Die barocke Garnisonkirche war für die von Hitler geführte „Regierung der nationalen Revolution“ so wichtig, dass sie 1934, zum ersten Jahrestag des Tags von Potsdam, silberne Zwei- und Fünf-Reichsmark-Münzen (RM) mit der Gebäudeansicht von vorn prägen ließ. Die „Bekanntmachung über die Ausprägung von Reichssilbermünzen im Nennbetrage von 2 und 5 Reichsmark“ vom 16. März 1934 gibt außer Angaben über die Gestaltung und die technischen Parameter nichts über die Absichten her, die mit dieser Ausgabe verbunden war. Auf dem Rand ist die aus dem Programm der NSDAP von 1920 entnommene Randschrift „Gemeinnutz geht vor Eigennutz“ zu lesen. Mit dem Schlagwort sollte die so genannte Volksgemeinschaft nach dem Motto „Ein Volk, ein Reich, ein Führer“ geschmiedet werden. Dass im Reichsrundfunk als Pausenzeichen das Glockenspiel der Garnisonkirche mit der von Wolfgang Amadeus Mozart komponierten Melodie zum Choral „Üb immer Treu und Redlichkeit“ erklang, unterstreicht die besondere Wertschätzung der Garnisonkirche in der von Joseph Goebbels kommandierten Nazi-Propaganda.

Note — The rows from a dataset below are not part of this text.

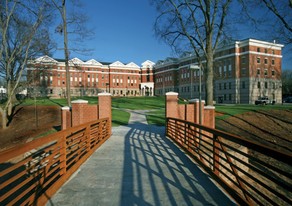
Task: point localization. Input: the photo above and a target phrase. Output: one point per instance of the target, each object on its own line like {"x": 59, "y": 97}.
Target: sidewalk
{"x": 139, "y": 166}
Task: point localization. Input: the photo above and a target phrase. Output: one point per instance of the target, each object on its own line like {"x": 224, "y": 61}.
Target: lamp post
{"x": 197, "y": 68}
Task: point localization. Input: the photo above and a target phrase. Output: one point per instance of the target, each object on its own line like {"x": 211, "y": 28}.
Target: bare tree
{"x": 21, "y": 30}
{"x": 198, "y": 23}
{"x": 77, "y": 22}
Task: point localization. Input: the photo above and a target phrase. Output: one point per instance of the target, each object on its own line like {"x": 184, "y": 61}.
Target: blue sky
{"x": 124, "y": 32}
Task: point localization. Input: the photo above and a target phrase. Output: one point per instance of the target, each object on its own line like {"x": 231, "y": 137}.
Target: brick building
{"x": 47, "y": 77}
{"x": 243, "y": 72}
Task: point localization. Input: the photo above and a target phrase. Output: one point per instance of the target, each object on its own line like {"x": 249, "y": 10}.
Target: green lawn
{"x": 156, "y": 104}
{"x": 138, "y": 103}
{"x": 120, "y": 117}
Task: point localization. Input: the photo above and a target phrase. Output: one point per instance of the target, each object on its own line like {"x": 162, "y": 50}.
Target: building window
{"x": 243, "y": 60}
{"x": 243, "y": 71}
{"x": 258, "y": 71}
{"x": 258, "y": 60}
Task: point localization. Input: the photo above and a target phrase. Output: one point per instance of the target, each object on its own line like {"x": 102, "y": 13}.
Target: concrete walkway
{"x": 139, "y": 166}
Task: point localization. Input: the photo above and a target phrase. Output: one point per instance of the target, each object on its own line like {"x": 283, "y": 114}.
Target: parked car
{"x": 287, "y": 99}
{"x": 264, "y": 101}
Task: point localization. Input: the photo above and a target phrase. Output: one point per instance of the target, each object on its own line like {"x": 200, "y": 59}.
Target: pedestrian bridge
{"x": 137, "y": 165}
{"x": 183, "y": 163}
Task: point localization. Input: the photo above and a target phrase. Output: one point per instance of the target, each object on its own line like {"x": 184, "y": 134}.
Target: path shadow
{"x": 156, "y": 172}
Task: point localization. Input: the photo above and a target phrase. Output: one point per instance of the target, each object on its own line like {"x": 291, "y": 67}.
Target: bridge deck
{"x": 139, "y": 166}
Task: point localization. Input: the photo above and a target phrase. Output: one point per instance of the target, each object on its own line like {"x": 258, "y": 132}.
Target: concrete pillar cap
{"x": 79, "y": 101}
{"x": 104, "y": 94}
{"x": 209, "y": 107}
{"x": 171, "y": 93}
{"x": 196, "y": 100}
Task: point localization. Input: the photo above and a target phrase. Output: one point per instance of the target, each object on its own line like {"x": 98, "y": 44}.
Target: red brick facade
{"x": 47, "y": 77}
{"x": 243, "y": 72}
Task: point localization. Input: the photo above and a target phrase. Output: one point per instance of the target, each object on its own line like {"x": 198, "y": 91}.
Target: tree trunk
{"x": 209, "y": 72}
{"x": 4, "y": 118}
{"x": 68, "y": 92}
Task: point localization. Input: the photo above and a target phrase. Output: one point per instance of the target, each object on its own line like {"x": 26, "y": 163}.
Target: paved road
{"x": 139, "y": 166}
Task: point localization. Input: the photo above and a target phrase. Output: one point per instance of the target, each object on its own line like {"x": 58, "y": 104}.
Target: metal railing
{"x": 31, "y": 173}
{"x": 251, "y": 173}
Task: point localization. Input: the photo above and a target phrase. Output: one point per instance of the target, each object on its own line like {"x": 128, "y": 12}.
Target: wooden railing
{"x": 31, "y": 173}
{"x": 251, "y": 173}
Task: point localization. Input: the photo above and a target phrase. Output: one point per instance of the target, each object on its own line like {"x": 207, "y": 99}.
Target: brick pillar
{"x": 78, "y": 112}
{"x": 209, "y": 116}
{"x": 105, "y": 106}
{"x": 196, "y": 103}
{"x": 65, "y": 118}
{"x": 171, "y": 104}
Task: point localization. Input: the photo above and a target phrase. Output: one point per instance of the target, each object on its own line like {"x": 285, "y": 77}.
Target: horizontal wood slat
{"x": 30, "y": 173}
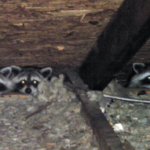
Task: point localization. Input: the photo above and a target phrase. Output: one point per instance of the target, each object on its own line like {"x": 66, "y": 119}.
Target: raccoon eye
{"x": 23, "y": 82}
{"x": 148, "y": 77}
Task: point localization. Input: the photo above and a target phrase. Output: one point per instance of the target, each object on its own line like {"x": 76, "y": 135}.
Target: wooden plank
{"x": 118, "y": 43}
{"x": 106, "y": 137}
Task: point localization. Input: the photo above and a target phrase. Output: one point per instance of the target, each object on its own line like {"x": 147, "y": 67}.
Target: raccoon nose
{"x": 28, "y": 91}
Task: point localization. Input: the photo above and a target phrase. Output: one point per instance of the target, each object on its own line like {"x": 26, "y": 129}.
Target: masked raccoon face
{"x": 6, "y": 84}
{"x": 142, "y": 76}
{"x": 27, "y": 81}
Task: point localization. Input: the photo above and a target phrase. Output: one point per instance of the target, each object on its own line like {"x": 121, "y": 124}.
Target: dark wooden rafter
{"x": 106, "y": 137}
{"x": 118, "y": 43}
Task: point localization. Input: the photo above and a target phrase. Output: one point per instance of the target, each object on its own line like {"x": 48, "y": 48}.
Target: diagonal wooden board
{"x": 106, "y": 137}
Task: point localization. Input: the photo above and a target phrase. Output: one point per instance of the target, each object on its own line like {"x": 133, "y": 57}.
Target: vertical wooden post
{"x": 118, "y": 43}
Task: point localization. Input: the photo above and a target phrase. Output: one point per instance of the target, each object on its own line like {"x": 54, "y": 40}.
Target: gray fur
{"x": 141, "y": 77}
{"x": 30, "y": 76}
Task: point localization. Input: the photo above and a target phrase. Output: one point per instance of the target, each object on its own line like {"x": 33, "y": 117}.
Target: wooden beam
{"x": 103, "y": 131}
{"x": 118, "y": 43}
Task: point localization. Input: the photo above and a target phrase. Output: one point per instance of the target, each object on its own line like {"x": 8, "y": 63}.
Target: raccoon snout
{"x": 28, "y": 90}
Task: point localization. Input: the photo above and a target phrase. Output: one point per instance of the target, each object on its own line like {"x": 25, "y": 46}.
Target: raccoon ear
{"x": 138, "y": 67}
{"x": 6, "y": 71}
{"x": 46, "y": 72}
{"x": 16, "y": 70}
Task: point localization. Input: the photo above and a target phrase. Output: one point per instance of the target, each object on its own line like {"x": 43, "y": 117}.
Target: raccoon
{"x": 141, "y": 77}
{"x": 6, "y": 84}
{"x": 28, "y": 79}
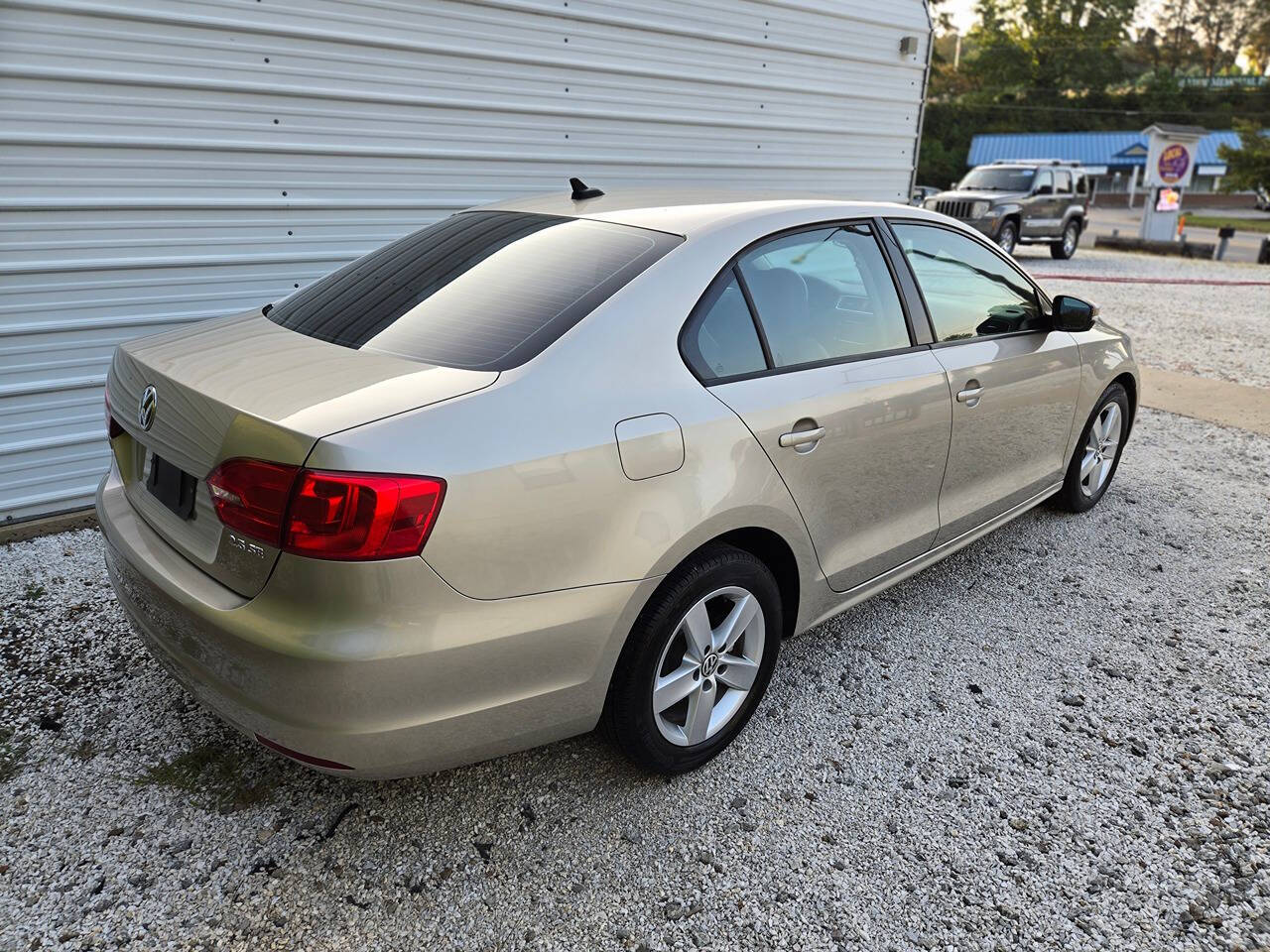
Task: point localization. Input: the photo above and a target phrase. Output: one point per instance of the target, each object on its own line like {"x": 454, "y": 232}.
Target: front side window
{"x": 721, "y": 340}
{"x": 825, "y": 295}
{"x": 991, "y": 178}
{"x": 969, "y": 291}
{"x": 477, "y": 291}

Die näheren Umstände für die von dem Bildhauer und Medailleur Alfred Vocke (Vorderseite) und dem Stempelschneider der Berliner Münzstätte Reinhard Kullrich (Rückseite) gestalteten Geldstücke mit der Garnisonskirche ist bislang nicht erforscht. Vocke muss einen guten Stand bei der Regierung und Parteiführung gehabt haben, denn er war auch Gestalter der von 1936 bis 1939 ausgegebenen Kursmünzen zu fünf und zwei RM aus Silber mit dem Kopf des 1934 verstorbenen Reichspräsidenten Paul von Hindenburg. Es ist davon auszugehen, dass die Münzen im Zusammenspiel von Reichskanzlei, Propagandaministerium, Finanzministerium und NSDAP entstanden sind.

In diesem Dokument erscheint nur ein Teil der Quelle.